Figure 4.. Elevated Serratia ratio associates with higher inflammatory gene signatures.

(A-C) Heatmaps of gene expression of distinct pathways measured in sorted monocytes and T cells at months 0, 3, 12 and 24 on cART. Rows represent enriched genes and columns represent individual participants. Color gradient shows the z-scored gene expression across samples; red and blue indicate increased and decreased expression between timepoints respectively. The Serratia ratio (Log₂ Serratia/Others) per sample is shown as a color gradient bar (red = high ratio; blue = low ratio) and the summarized cluster cytokine expression is represented by bar plots above the heatmaps. A: Inflammatory response pathways in sorted monocytes; B: Th1, Th2 and Th17 gene signatures in sorted T cells; C: Metabolic pathways including hypoxia, glycolysis and mitochondrial function-associated genes in sorted monocytes. *Carnitine synthesis refers to genes involved in carnitine synthesis and transfer of acetyl groups into mitochondria. (D) Spearman correlation network of the Serratia ratio, plasma metabolites, SLEA z-score of the transcriptional metabolic pathways and CD4:CD8 T cell ratio across baseline and months 3, 12 and 24 at P < 0.05. Carnitines abbreviations: DPC - docosapentaenoylcarnitine (C22), AC - arachidonoylcarnitine (C20), DLC - dihomo-linolenoylcarnitine (C20), EC - eicosenoylcarnitine (C20), LC - eicosenoylcarnitine (C20), OC - oleoylcarnitine (C18), PC - palmitoylcarnitine (C16). Edges represent significant positive (red) and negative (blue) correlations; the color gradient indicates the strength of the correlation coefficient. Edge to the acylcarnitines = average correlation coefficient across all acylcarnitines.

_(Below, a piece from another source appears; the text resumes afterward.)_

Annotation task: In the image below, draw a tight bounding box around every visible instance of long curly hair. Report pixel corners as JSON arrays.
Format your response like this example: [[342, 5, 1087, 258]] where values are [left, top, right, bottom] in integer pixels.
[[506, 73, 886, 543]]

Figure 5.. Chord diagram of the relationships between Serratia ratio, transcriptional gene signatures, plasma cytokines, plasma metabolites and CD4:CD8 T cell ratio.

Red and blue lines represent significant positive and negative correlations respectively (Spearman’s test P < 0.05) and darker shades indicate greater correlation coefficient. Thick lines indicate correlation with CD4:CD8 T cell ratio. Abbreviations: LC-Acylcarnitines – long-chain acylcarnitines; MFAO - Mitochondrial Fatty Acid Oxidation; OxPhos - Oxidative Phosphorylation; Carnitine synthesis and Transfer of acetyl groups into mitochondria; TF targets – transcription factor targets.

Figure 6.. Bacterial nucleic acids and inflammation in plasma of the independent cohorts associate with CD4:CD8 T cell ratio.

(A) CD4:CD8 T cell ratio and (B) Shannon diversity index of plasma nucleic acids. IR: immune responders; INR: immune non-responders. (C) Correlation between abundances of Actinobacteria, Bacteroidetes, Firmicutes, Proteobacteria, the Shannon diversity index and CD4:CD8 T cell ratio. Edges represent significant positive (red) and negative (blue) correlations; the color gradient indicates the strength of the correlation coefficient. (D) Taxonomy tree of all genera with abundance >0 TPM. Each genus label and tree leaf is colored based on bacterial phyla annotation. Bar plots in the concentric circles represent log(TPM+1) value for each genus in IR/INR or pre/post-cART cohorts; an asterisk denotes genera with P < 0.05. (E) Heatmaps of significant associations (P < 0.05) between CD4:CD8 T cell ratio and plasma cytokine levels (Z-score row normalized pg/mL) or abundances of bacterial genera (Z-score row normalized log(TPM+1)). Colored circles to the left of the heatmaps show phyla annotations for each genus.